Abstract

Abstract 2641

INTRODUCTION:

Since the introduction of the anti-CD20 monoclonal antibody rituximab, the outcomes of B-cell non-Hodgkin lymphoma (B-NHL) have improved markedly. However, fulminant hepatitis due to reactivation of hepatitis B virus (HBV) infection has emerged as a serious problem. Recently, rituximab plus corticosteroid containing chemotherapy (R-chemo) has been identified as a risk factor for HBV reactivation in hepatitis B surface antigen (HBsAg)-negative B-NHL patients. Currently, there is no standard management to prevent HBV reactivation in HBV-resolved patients without HBsAg, but with antibodies against hepatitis B core antigen (anti-HBc) and/or HBsAg (anti-HBs).

PATIENTS AND METHODS:

We conducted a multicenter prospective observational study to estimate the incidence of HBV reactivation by serial monthly monitoring of HBV DNA in HBV-resolved patients with B-NHL during and just after R-chemo, and to establish preemptive antiviral therapy guided by this monitoring. The major eligibility criteria included previously untreated CD20-positive B-NHL with prior HBV-resolved infection, and planned treatment with 6 to 8 cycles of R-chemo defined by protocol. The baseline HBV status was evaluated on enrollment at each institute, comprising HBsAg, anti-HBc, and anti-HBs serology. Patients were excluded if they were seropositive for hepatitis C virus or human immunodeficiency virus. Plasma HBV DNA levels were measured independently at a central laboratory, using an automated real-time TaqMan polymerase chain reaction assay after enrollment. The primary end point was the incidence of HBV reactivation defined as HBV DNA levels of 1.8 log copies per mL or more. If HBV DNA levels of less than 1.8 log copies per mL were confirmed at baseline, the serial monitoring of HBV DNA (without prophylaxis of antiviral drugs) was performed with assessments every 4 weeks after enrollment for 1.5 years. Prompt antiviral treatment with an anti-HBV nucleoside analogue (entecavir, 0.5 mg per day) was highly recommended in patients with confirmed HBV reactivation. An ancillary study was conducted to identify risk factors for HBV reactivation using the preserved specimens. The protocol was approved by the Institutional Review Board of each participating institution.
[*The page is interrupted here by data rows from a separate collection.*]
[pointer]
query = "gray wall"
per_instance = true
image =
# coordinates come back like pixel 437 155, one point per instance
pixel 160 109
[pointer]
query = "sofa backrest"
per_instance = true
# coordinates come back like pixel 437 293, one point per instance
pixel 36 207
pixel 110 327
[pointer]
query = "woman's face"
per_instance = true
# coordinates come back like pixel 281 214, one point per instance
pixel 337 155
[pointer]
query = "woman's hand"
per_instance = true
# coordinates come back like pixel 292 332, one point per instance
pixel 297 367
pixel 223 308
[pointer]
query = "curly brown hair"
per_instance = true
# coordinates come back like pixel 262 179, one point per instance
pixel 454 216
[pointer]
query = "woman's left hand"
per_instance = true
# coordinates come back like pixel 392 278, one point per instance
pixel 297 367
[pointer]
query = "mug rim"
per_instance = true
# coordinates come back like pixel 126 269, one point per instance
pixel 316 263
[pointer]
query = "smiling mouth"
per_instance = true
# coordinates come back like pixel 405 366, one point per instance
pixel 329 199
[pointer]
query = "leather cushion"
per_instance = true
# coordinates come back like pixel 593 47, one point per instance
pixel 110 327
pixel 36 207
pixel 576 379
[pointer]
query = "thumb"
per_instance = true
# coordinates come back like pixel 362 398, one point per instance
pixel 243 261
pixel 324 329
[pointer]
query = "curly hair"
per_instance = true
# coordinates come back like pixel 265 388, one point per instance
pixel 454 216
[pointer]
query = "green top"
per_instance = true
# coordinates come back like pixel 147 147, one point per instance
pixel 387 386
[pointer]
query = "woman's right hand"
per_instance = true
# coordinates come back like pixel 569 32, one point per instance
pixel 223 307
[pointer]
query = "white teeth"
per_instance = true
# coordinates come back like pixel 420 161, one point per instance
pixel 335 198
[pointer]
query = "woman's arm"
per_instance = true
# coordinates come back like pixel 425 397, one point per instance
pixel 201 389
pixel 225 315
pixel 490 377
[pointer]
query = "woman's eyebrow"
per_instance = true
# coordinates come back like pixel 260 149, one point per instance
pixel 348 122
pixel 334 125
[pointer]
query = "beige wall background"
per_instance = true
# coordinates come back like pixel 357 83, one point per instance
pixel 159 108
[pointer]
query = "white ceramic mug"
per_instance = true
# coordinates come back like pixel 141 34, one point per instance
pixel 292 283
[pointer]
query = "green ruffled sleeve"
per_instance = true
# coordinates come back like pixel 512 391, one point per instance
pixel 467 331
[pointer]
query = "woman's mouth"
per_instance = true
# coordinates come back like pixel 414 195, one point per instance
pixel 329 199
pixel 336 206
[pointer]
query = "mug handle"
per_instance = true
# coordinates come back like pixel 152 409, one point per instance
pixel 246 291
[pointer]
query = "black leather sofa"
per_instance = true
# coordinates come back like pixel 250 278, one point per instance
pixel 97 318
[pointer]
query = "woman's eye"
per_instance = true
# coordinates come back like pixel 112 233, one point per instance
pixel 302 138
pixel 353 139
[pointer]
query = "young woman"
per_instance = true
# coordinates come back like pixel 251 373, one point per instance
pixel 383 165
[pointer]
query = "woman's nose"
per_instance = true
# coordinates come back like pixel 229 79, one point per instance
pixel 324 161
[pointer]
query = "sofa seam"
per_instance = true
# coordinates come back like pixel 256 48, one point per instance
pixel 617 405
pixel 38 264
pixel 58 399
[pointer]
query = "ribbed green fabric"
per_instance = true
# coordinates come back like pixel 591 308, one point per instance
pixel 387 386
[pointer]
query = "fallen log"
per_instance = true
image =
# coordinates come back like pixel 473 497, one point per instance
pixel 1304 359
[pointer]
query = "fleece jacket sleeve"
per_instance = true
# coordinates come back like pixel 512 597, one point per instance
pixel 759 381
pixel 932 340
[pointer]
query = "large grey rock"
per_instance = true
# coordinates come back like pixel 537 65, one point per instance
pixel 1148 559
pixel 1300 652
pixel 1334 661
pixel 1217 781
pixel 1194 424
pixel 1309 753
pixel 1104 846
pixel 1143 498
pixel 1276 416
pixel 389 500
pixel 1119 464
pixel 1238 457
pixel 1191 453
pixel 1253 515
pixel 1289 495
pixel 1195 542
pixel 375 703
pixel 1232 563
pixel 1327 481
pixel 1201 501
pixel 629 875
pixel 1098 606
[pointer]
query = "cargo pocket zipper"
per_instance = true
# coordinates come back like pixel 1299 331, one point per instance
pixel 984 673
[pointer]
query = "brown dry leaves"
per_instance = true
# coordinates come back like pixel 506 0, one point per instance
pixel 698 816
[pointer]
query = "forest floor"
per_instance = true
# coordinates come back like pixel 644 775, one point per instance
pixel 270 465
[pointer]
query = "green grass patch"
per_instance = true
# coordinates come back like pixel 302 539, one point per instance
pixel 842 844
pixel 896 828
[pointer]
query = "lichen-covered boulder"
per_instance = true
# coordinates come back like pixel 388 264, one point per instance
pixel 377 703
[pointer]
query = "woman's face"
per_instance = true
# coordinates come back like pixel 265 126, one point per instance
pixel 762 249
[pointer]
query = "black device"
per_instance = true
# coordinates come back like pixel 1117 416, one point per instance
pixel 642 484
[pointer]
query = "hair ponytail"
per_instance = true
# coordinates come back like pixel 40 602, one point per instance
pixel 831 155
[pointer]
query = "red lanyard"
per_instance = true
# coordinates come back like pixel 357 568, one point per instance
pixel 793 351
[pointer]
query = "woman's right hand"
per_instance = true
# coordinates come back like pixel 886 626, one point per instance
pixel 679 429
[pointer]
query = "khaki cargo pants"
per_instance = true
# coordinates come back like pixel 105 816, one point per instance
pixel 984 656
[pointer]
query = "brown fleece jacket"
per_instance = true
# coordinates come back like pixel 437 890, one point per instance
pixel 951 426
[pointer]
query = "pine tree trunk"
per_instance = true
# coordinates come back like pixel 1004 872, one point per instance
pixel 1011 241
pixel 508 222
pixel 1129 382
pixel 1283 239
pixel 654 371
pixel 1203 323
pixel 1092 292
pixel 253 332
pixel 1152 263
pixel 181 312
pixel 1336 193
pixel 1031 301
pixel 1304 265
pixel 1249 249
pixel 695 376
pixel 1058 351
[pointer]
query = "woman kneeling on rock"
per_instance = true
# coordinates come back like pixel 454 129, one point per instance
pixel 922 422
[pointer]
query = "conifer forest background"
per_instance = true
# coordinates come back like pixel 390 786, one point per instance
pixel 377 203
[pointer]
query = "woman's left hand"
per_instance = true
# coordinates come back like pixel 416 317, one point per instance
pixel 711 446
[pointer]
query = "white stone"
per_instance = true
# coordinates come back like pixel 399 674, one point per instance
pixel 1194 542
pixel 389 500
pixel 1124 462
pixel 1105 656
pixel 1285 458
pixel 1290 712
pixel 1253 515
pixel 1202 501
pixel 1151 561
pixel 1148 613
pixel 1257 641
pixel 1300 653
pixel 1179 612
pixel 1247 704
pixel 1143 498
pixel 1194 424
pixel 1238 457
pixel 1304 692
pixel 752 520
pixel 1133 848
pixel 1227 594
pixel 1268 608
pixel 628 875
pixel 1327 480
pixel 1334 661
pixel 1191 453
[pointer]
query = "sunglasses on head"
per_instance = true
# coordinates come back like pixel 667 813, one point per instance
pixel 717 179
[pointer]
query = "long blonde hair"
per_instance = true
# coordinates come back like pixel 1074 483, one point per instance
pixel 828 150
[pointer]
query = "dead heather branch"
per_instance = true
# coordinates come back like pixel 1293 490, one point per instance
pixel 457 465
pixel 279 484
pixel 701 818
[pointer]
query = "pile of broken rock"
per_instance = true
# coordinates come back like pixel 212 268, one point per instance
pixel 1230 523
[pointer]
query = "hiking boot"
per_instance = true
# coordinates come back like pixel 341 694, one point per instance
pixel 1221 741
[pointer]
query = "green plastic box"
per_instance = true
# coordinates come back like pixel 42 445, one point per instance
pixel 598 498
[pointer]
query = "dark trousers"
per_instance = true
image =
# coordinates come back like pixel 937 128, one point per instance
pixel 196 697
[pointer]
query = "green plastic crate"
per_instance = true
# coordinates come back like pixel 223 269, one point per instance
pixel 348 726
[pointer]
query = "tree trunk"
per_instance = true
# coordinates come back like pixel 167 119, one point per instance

All patients gave written informed consent. The planned interim analysis was performed after the enrollment of 200 patients, using data available up to June 30, 2011.

RESULTS:

Between Sept. 2008 and Sept. 2010, a total of 187 patients (50.8% male) with a median age of 63 years (range, 26 to 79) from 45 institutes were analyzed. Histologic subtypes of B-NHL were diffuse large B-cell lymphoma (n=121, 64.7%), follicular lymphoma (n=57, 30.5%), MALT lymphoma (n=5, 2.7%) and other types (n=4, 2.0%). The number (%) of patients positive for both anti-HBc and anti-HBs was 132 (70.6%), 35 (18.7%) were positive for anti-HBc but negative for anti-HBs, and 19 (10.2%) were negative for anti-HBc but positive for anti-HBs. One patient was positive for anti-HBc but lacked anti-HBs measurement. 168 (89.8%) patients received 6 to 8 cycles of R-CHOP (n=151) or other R-chemo (n=17). With a median follow-up of 549 days (range, 35 to 939), HBV reactivation was observed in 16 out of 187 analyzed patients. The incidence of HBV reactivation at 1 year was 7.7% (95% confidence interval [CI], 4.7 to 12.7). HBV reactivation was diagnosed at a median time of 158 days (range, 33 to 490) after enrollment. No hepatitis due to HBV reactivation was observed in patients who received antiviral treatment when HBV DNA levels were 1.8 to 3.1 log copies per mL. Multivariate analysis of the ancillary study showed that an anti-HBs baseline titer less than 10 mIU per mL was an independent risk factor for HBV reactivation, compared to a titer of 100 mIU per mL or more (adjusted hazard ratio, 5.3; 95% CI, 1.3 to 21.8; p=0.02). HBV mutations of precore (G1896A) or basal core promoter (A1762T/G1764A) that enhanced HBV replication were identified in 4 patients, two of whom had both mutations. Our strategy could inhibit such highly replicative clones and prevent hepatitis.

CONCLUSIONS:

Monthly monitoring of HBV DNA is highly effective for preventing hepatitis due to HBV reactivation in HBV-resolved B-NHL patients treated with R-chemo. (UMIN-CTR 000001299) (This study was supported by the Ministry of Health, Labour and Welfare of Japan.)

Disclosures:

Kusumoto:Bristol-Myers Squibb: Honoraria; Zenyaku Kogyo: Honoraria; Chugai Pharmaceutical Co., LTD.: Honoraria, Research Funding; Abbott: Honoraria. Tanaka:Chugai Pharmaceutical Co., LTD.: Honoraria, Research Funding; Bristol-Myers Squibb: Honoraria, Research Funding; Zenyaku Kogyo: Honoraria; Abbott: Honoraria. Tanaka:Chugai Pharmaceutical Co., LTD.: Honoraria, Research Funding; Bristol-Myers Squibb: Honoraria, Research Funding. Kinoshita:Chugai Pharmaceutical Co., LTD.: Honoraria, Research Funding; Zenyaku Kogyo: Honoraria. Ogura:Chugai Pharmaceutical Co., LTD.: Honoraria, Research Funding; Bristol-Myers Squibb: Honoraria, Research Funding; Zenyaku Kogyo: Honoraria, Research Funding. Mizokami:Chugai Pharmaceutical Co., LTD.: Honoraria; Abbott laboratories: Honoraria. Ueda:Chugai Pharmaceutical Co., LTD.: Research Funding.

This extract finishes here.